MyriaL

MyriaL is an imperative-yet-declarative high-level data flow language based on the relational algebra that includes support for SQL syntax, iteration, user-defined functions, and familiar language constructs such as set comprehensions. The language is the flagship programming interface for the Myria big data management system, and can it also be compiled to a number of other back ends.

The language began as a “whiteboard language” for reasoning about the semantics of Datalog programs. At the time, we anticipated Datalog becoming our premier programming interface. But the fact that we were using an imperative style language to reason about Datalog made us realize we should just implement the imperative language directly.

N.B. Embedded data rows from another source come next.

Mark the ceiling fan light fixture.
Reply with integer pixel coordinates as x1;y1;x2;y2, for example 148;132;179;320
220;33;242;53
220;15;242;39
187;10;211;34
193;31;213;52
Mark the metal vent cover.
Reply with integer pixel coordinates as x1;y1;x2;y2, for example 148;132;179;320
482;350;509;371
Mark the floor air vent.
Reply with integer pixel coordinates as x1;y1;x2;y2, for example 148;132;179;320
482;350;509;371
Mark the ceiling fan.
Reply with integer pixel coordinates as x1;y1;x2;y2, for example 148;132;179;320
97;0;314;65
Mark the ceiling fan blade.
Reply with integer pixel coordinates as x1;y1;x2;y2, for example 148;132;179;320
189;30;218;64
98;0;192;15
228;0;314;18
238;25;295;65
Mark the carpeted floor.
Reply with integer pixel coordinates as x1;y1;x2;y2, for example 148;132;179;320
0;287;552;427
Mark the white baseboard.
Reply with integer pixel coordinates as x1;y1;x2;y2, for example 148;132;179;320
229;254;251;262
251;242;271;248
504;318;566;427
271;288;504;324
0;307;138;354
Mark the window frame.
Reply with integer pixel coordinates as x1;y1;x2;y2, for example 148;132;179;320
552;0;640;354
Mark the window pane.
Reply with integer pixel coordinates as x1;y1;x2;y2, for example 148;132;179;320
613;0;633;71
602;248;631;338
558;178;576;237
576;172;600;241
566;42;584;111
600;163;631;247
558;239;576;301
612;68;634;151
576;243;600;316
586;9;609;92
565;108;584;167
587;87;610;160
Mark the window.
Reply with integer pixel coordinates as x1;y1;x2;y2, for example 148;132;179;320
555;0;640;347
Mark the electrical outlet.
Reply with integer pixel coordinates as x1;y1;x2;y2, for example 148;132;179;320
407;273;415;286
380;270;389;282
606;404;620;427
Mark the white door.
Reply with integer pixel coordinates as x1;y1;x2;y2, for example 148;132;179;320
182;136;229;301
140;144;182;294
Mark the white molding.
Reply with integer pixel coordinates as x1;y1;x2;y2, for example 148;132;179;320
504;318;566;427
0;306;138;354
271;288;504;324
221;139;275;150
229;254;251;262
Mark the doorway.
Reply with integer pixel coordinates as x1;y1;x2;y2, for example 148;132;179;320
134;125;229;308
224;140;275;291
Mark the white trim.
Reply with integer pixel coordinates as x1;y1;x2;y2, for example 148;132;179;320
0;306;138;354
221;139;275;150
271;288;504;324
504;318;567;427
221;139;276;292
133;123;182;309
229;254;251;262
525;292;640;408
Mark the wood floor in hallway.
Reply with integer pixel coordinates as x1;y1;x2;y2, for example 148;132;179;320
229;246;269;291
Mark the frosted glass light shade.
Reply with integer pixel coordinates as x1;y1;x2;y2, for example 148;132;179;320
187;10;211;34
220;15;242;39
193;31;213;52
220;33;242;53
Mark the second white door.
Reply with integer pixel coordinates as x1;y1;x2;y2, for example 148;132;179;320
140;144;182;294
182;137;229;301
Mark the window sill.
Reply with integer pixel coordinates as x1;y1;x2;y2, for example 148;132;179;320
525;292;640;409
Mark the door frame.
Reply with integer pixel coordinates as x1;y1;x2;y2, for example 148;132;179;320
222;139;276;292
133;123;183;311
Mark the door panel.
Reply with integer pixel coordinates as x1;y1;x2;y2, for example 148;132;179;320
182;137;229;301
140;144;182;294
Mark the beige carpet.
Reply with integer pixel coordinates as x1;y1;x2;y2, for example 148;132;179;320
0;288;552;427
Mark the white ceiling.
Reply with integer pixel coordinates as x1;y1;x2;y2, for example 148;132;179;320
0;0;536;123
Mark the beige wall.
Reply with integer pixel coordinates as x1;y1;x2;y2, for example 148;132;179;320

MyriaL is imperative: Each program is a sequence of assignment statements. However, it is also declarative, in two ways: First, the optimizer is free to reorder blocks of code and apply other transformations as needed prior to execution, meaning that the programmer need not write the ``perfect’’ program for decent performance. Second, the right-hand-side of each assignment statement may itself be a declarative expression: either a SQL query or a set comprehension. We find this combination of features to strike a useful balance between programmer control and programmer convenience.

MyriaL was designed by the Database group at the University of Washington, led by Andrew Whitaker, now at Amazon.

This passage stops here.